Malaysia-based AMMB Holdings has shortlisted three insurance companies Manulife Financial, MetLife and ACE to submit final round of bids to acquire its life-insurance businesses, in a transaction expected to touch $600m.
In April this year, the banking company launched the bidding process to divest 70% shareholdings in its two insurance operations including AmLife Insurance and AmFamily Takaful, as reported by the Wall Street Journal.
The Malaysian financial organization is also engaged in discussions with banking regulator, Bank Negara Malaysia for their approvals, and it is expected that the deal might conclude within the next three months.
The proposed disposal of insurance business will help AMMB to strengthen its profitable insurance business in the country.
As per the current financial regulations of the country, a foreign company cannot own more than 70% stake in Malaysian insurance companies.
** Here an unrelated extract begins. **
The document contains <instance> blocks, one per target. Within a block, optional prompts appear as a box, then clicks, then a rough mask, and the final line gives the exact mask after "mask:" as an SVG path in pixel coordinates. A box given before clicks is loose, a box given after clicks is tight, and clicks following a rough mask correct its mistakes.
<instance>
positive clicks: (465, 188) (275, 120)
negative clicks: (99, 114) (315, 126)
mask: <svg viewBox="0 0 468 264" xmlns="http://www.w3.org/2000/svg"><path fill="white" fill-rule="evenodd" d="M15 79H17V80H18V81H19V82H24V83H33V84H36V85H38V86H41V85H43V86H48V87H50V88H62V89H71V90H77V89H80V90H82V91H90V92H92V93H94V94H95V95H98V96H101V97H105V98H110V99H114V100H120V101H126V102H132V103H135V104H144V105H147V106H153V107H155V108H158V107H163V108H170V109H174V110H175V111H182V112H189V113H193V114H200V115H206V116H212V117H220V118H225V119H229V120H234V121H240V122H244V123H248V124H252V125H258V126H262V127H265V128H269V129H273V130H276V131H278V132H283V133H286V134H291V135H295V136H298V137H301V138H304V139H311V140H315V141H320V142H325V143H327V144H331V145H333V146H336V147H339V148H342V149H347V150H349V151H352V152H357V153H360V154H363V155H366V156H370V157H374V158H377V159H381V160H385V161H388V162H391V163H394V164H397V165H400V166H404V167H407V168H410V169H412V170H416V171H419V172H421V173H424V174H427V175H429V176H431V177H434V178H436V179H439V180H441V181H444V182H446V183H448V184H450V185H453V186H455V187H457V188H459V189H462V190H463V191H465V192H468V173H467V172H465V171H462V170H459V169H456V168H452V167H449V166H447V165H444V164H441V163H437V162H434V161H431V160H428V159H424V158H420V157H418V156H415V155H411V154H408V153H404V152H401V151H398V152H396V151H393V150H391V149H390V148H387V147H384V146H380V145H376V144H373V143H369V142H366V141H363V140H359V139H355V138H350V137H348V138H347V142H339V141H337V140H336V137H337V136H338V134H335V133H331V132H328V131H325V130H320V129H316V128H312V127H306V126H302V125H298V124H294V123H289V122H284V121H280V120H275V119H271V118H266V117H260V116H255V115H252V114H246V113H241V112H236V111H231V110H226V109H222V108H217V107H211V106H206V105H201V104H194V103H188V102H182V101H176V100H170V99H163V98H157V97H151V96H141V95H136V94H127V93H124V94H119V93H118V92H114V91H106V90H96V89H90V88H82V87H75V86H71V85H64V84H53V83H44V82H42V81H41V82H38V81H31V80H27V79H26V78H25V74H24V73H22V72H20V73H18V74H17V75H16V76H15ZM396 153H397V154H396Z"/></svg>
The potential deal highlights the growing financial influence of Southeast Asian countries, whose businesses have attracted many global financial firms to set up their operations in the region.
Following acquisition of 30% stake in JVs by the Malaysian lender AmLife Insurance and AmFamily Takaful for $76m, the joint ventures (JV) between AMMB and UK insurer Resolution, came to an end in January.
Many global insurance companies have established their operation in the Southeast Asia either through acquisition or joint venture partnership, as life insurance penetration is relatively low in the region compared to other part of globe.
Morgan Stanley is offering advice to AMMB over the deal.